North Texas Geological Society

Abstract


Basins of the Southwest, Vol. I [Papers presented at the 10th Annual Meeting of the Southwest Section, AAPG], 1968
Pages 54-70

Stratigraphy and Structure of the Deeper Marietta Basin of Oklahoma and Texas

H. H. Bradfield

Abstract

The Marietta Basin is located in southern Oklahoma, between the Muenster Arch on the southwest and Criner Hills Uplift on the northeast, extending from Love County, Oklahoma, southeastward through Cooke and Grayson counties, Texas, the deepest part being known as the Gordonville Trough.

The folded and faulted buried ridge on which the Southeast Marietta Field is located trends more southward than the present basin axis, dividing the basin. The thickest sections of Atoka and older sediments possibly were deposited north of the ridge.

The Gordonville Trough developed in late Mississippian or early Pennsylvanian times from a gentle downwarp into a deep, relatively narrow trough with steep, often faulted sides. It grew progressively as it received up to 5000 feet or more sediments of Atoka, Morrow, and possibly Springer (Goddard?) age.

The Atoka and Morrow boundaries are indefinite with present knowledge. Some geologists place the top of the Atoka at the base of the Davis Sand (Grayson County). The author has placed the top at an oolictic limestone (Lester?) midway between the Baker and Davis sands. (Westheimer believes the “Micaceous Sand” in the Ardmore Basin Dornick Hills correlates with the micaceous Harthshorne Sandstone of the Arkoma Basin and the David Sand of Grayson County. The sand correlated as Davis or “Micaceous” in the southeast Marietta Field is several hundred feet higher stratigraphically than the Davis Sand of Grayson County.)

A thick section of pre-Atokan appears northward as well as eastward from the mid-basin ridge. This is believed to be mostly Morrowan-Lower Dornick Hills, Springer (Goddard?) and Caney. (The boundaries are indefinite and based on electrical log characteristics, guided by early sample work. Qualified determinations are necessary on later wells.)
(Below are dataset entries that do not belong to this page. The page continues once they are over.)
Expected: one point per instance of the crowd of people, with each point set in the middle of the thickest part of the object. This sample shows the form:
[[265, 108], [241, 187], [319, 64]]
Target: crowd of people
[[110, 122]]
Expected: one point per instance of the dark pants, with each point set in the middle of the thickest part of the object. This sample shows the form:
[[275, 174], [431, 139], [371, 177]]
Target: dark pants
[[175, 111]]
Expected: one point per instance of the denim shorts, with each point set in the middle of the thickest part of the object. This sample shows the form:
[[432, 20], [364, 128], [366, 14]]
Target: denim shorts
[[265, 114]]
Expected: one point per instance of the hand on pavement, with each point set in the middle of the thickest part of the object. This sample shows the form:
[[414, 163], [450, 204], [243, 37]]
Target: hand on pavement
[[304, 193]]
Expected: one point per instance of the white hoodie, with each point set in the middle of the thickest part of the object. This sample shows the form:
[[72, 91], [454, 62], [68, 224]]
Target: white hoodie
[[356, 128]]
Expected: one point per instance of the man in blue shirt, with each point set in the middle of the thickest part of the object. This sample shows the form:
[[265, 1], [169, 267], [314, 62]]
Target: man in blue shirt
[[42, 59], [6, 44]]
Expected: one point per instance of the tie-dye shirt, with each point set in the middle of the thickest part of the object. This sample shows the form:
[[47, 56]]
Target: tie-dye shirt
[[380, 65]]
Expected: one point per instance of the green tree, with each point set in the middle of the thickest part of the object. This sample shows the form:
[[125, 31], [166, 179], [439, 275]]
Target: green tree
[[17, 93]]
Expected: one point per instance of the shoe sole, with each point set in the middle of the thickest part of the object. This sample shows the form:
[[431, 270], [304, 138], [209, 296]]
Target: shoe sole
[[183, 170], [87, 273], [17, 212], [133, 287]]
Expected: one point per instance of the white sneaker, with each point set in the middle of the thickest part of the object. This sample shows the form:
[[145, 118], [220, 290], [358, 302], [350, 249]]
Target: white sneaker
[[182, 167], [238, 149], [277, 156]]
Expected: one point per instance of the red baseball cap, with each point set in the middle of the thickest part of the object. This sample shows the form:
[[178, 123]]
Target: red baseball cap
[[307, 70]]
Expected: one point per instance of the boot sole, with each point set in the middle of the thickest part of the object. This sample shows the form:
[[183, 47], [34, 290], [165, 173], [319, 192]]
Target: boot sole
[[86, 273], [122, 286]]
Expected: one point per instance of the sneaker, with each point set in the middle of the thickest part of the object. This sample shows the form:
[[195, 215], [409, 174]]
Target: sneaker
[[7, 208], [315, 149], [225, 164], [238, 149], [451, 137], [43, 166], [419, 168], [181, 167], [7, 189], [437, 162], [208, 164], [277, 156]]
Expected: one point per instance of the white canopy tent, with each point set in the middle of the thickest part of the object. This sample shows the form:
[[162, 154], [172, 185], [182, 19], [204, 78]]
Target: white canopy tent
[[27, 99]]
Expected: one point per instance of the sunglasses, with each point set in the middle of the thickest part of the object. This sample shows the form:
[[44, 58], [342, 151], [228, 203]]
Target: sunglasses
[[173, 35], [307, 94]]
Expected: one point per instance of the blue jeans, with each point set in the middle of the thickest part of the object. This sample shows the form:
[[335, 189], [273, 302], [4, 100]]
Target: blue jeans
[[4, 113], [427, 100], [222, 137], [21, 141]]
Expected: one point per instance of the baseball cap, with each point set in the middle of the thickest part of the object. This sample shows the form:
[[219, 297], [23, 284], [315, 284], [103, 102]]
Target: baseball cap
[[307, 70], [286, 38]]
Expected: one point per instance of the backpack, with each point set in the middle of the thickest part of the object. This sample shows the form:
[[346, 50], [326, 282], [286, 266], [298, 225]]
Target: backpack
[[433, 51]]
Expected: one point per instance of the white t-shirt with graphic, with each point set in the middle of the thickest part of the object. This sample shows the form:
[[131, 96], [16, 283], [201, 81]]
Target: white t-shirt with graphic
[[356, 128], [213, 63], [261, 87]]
Post-Atokan Dornick Hills likewise thickens eastward and northward in Grayson County, conversely thinning and disappearing southwestward against the lower faulted margin of the Muenster Uplift. The same components may be noted in the Des Moines or Strawn (Deesc), although the thickening here may be more related to the development of the present Gordonville Trough by foundering and filling during erosional destruction of the Ouachita Mountains.

More intense folding and thrust faulting, even deep within the basin, badly complicates structures and obscures stratigraphy due to loss of section. This loss of section is not due to non-deposition.